Ingredients:

  • 4 (approx. 175g / 6 oz each) salmon fillets (skin on or off)
  • 2 teaspoons extra virgin olive oil
  • 1 teaspoon coarse kosher salt
  • 1/2 teaspoon freshly cracked black pepper
  • 60g unsalted butter (4 tbsp)
  • 60g light brown sugar, packed (1/4 cup)
  • 2 tablespoons liquid honey
  • 1 large clove garlic, minced finely
  • 1 teaspoon Worcestershire sauce
  • 1 tablespoon fresh lemon juice
  • 1/2 teaspoon smoked paprika

Instructions:

  1. Combine the butter, brown sugar, and honey in a small saucepan over low heat. Stir continuously until the butter is completely melted and the sugar is dissolved (about 2–3 minutes). Do not boil.

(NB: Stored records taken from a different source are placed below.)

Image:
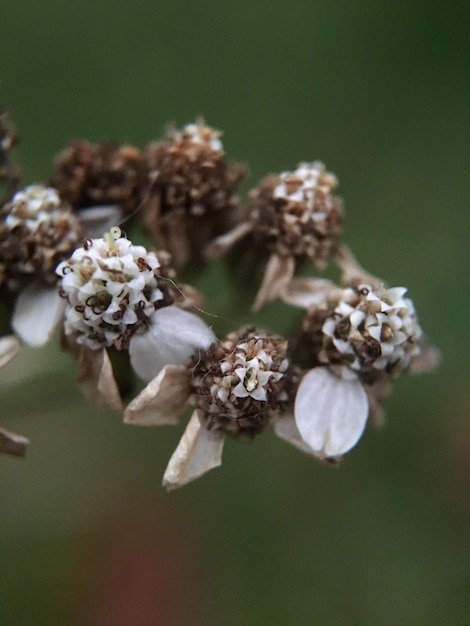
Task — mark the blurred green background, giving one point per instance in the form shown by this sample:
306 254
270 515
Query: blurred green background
380 92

  2. Remove the saucepan from the heat. Stir in the minced garlic, Worcestershire sauce, lemon juice, and smoked paprika. Whisk until fully combined.

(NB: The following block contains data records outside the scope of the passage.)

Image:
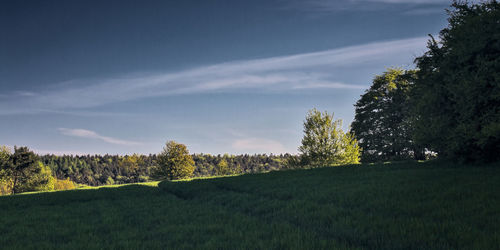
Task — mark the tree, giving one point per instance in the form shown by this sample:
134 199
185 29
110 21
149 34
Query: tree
5 180
26 173
222 167
174 162
457 91
382 124
325 144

  3. Pour half of the glaze mixture into a separate, small bowl for basting during cooking. Set the other half aside; this reserved portion is the finishing glaze. Allow both portions to cool slightly until they are thick enough to brush.
  4. Thoroughly pat the salmon fillets dry using paper towels. Brush the fillets lightly with olive oil. Sprinkle the kosher salt and black pepper evenly over both sides. Lightly brush the fillets with a tablespoon of the reserved finishing glaze.
  5. Let the fillets rest at room temperature for 15 minutes while you preheat your cooking apparatus. Preheat the oven to 425°F (220°C) or preheat the grill to Medium-High heat (approx. 400°F / 200°C). Clean and oil the grill grates if grilling.
  6. For grilling: Place the fillets skin-side down onto the hot grill and cook for 4–5 minutes until the skin crisps. For baking: Place the fillets skin-side down on a prepared tray and bake for 6 minutes.
  7. Flip the fillets (if grilling) or remove the tray (if baking). Generously brush the top of the fish with the basting glaze (the warm half). Return the fish to the heat (grill for 5–7 minutes, or oven for 4–6 minutes), basting once more during the final minutes of cooking.
  8. The salmon is done when the internal temperature registers 145°F (63°C). Remove from the heat and allow to rest for 3 minutes. Just before serving, brush the fillets with the reserved finishing glaze (the cool half) for an extra glossy sheen and flavor boost. Serve immediately.